# Equivalent compensator of pid controller?

As we know that pi controller is equivalent to lag compensator and pd controller is equivalent to lead compensator, so what will be equivalent of lead-lag compensator?

• A PID controller? Commented Nov 3, 2019 at 16:27
• A lag compensator usually means something with $H(s) = b / (s + a)$, with nonzero a.
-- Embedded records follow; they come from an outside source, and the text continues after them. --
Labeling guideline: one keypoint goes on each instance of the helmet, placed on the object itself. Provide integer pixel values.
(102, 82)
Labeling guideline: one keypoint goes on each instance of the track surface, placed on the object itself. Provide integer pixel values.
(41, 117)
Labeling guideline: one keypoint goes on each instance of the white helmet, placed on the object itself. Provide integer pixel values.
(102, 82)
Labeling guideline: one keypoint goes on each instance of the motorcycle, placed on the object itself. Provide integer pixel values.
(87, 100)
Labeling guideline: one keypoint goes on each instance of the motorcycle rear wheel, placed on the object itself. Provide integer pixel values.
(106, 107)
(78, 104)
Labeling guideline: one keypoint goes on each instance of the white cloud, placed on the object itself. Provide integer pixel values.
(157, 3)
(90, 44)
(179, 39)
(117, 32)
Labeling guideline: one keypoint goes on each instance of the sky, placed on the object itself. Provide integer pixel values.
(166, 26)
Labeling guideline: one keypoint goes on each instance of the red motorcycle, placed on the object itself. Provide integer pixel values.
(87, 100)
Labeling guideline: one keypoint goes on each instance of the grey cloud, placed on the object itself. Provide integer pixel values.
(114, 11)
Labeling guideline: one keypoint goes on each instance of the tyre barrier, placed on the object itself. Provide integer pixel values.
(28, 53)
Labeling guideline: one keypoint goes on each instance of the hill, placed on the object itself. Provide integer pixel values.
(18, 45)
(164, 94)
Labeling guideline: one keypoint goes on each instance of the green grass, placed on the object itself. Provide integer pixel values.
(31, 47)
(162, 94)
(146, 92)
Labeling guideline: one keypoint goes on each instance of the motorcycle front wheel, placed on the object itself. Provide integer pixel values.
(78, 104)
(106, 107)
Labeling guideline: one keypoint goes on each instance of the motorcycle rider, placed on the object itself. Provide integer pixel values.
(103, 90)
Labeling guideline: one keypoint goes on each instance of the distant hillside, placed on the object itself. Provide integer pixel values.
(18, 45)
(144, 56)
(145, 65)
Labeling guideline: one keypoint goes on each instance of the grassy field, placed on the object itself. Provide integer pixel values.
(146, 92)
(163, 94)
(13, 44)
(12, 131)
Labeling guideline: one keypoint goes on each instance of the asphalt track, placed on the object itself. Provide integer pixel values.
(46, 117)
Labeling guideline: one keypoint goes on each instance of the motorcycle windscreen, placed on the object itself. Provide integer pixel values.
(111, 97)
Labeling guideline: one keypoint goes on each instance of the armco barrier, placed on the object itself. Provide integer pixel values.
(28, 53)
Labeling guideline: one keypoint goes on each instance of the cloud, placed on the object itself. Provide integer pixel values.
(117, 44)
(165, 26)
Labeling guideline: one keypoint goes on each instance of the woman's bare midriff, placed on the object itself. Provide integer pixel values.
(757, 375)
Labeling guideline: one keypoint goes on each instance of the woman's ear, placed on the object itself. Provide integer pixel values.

Integral control means a pole at $s = 0$ or $z = 1$. Commented Nov 3, 2019 at 17:18

Transfer fucntion lag compensator is: $$G_{lag} = \frac{Ts+1}{\alpha Ts+1}, \qquad \alpha > 1$$ The transfer funciton of PI is: $$G_{PI} = K \frac{T_Is + 1}{T_Is}$$ Lag compensator augments the open loop system magnitude by the constant gain (usually used with additional gain $$\G_{comp} = KG_{lag}\$$) whereas PI controller adds sloped gain increase starting form infinity for frequency 0. $$G_{lag}(s = 0)\to 1 \qquad G_{PI}(s=0) \to \infty$$. Therefore I would not call them equivalents.
In the case of the PD controller the same goes as before, not exactly the equivalent.Even though in PD's case there is a way around it. PD controller is not causal by itself and it is usually used in the form of PDf controller: $$G_{PDf} = K\Big(1+\frac{T_Ds}{T_fs+1}\Big) = K \frac{(T_D+T_f)s + 1}{T_f + 1} = K \frac{nT_fs + 1}{T_f + 1}, \qquad T_f = \frac{T_D}{n}, \quad n\gt 10$$ Therefore it has exaclty the form of the Lead compensator: $$G_{lead} = \frac{Ts+1}{\alpha Ts+1}, \qquad 0<\alpha < 1 \quad \to \quad\alpha = \frac{1}{n}$$
To answer your question, if you are searching to combine the PI's "lag" effect and PDf's lead compensation you should use PIDf controller in serial form: $$G_{s,PIDf} = K\Big(1+\frac{1}{T_Is}\Big)\Big(1+\frac{T_Ds}{T_fs +1}\Big) = G_{PI}G_{PDf}$$ But I would like to stress once more that it is not exactly an equivalent.